Rebecca Elliott of The Wall Street Journal reports that Tesla cited production setbacks for a drop in sales, which was worse than analysts expected. She writes:
Tesla TSLA reported its first year-over-year decline in quarterly deliveries since 2020, badly missing Wall Street’s expectations and stoking further concern about the company’s growth prospects this year.
Elon Musk’s electric-vehicle maker delivered 386,810 vehicles globally in the first three months of 2024, down 8.5% from a year earlier. It was the company’s lowest quarterly performance since the third quarter of 2022.

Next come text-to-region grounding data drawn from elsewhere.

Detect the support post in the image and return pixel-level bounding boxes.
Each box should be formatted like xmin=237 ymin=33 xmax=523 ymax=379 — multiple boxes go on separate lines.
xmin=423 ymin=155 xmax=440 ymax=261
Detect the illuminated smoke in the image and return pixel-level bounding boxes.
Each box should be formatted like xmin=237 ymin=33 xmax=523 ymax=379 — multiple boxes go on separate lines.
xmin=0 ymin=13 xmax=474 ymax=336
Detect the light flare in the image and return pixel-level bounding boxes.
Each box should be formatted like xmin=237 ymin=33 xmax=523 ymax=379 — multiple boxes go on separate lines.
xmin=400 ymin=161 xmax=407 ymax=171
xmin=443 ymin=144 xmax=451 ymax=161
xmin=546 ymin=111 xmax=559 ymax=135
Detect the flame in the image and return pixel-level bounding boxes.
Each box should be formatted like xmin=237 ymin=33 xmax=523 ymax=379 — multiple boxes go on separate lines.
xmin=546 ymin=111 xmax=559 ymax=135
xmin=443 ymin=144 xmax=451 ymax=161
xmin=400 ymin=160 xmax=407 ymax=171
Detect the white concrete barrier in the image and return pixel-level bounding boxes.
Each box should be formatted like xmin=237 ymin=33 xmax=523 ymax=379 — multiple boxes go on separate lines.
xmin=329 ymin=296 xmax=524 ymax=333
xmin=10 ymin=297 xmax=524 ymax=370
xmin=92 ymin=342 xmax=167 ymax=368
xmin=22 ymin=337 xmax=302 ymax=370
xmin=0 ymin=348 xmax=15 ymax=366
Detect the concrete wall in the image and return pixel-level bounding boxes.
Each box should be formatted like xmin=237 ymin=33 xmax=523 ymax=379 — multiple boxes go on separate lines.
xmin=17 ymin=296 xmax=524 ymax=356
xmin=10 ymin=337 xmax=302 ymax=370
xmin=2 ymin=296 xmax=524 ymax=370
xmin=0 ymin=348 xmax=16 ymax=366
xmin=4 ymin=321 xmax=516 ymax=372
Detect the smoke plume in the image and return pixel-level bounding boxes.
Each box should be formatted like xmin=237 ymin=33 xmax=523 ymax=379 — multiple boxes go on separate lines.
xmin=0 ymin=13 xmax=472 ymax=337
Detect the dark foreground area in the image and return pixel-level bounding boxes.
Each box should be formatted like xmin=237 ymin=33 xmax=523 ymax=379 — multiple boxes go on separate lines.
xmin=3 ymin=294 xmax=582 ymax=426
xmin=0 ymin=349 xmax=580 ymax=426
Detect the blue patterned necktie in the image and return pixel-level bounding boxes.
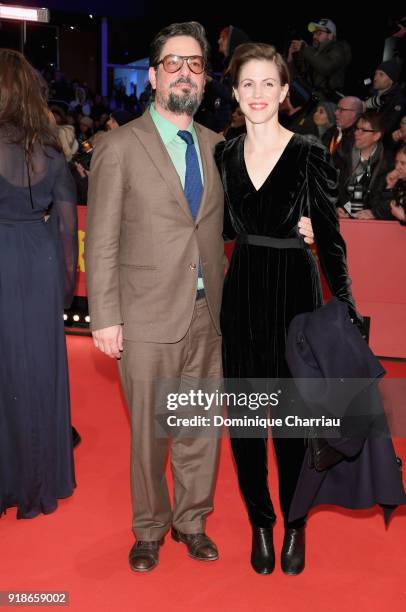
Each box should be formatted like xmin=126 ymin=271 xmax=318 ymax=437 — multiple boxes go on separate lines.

The result was enough for Tesla to reclaim the title from China’s BYD as the world’s top electric-vehicle seller on a quarterly basis. Yet, it is a troubling sign for the world’s most valuable automaker and the overall EV market, where growth is slowing and automakers are recalibrating investment plans after finding consumers to be less enthusiastic about going electric than the companies had expected. […]
Revenue is expected to climb some 4% year-over-year to $24.3 billion, according to FactSet.
Morgan Stanley analyst Adam Jonas, who has long been bullish about Tesla, wrote in a recent note to investors that the automaker “may be witnessing price-cut fatigue” as profitability narrows. “Such conditions may not significantly improve near-term given the age of Tesla’s product line-up,” he wrote.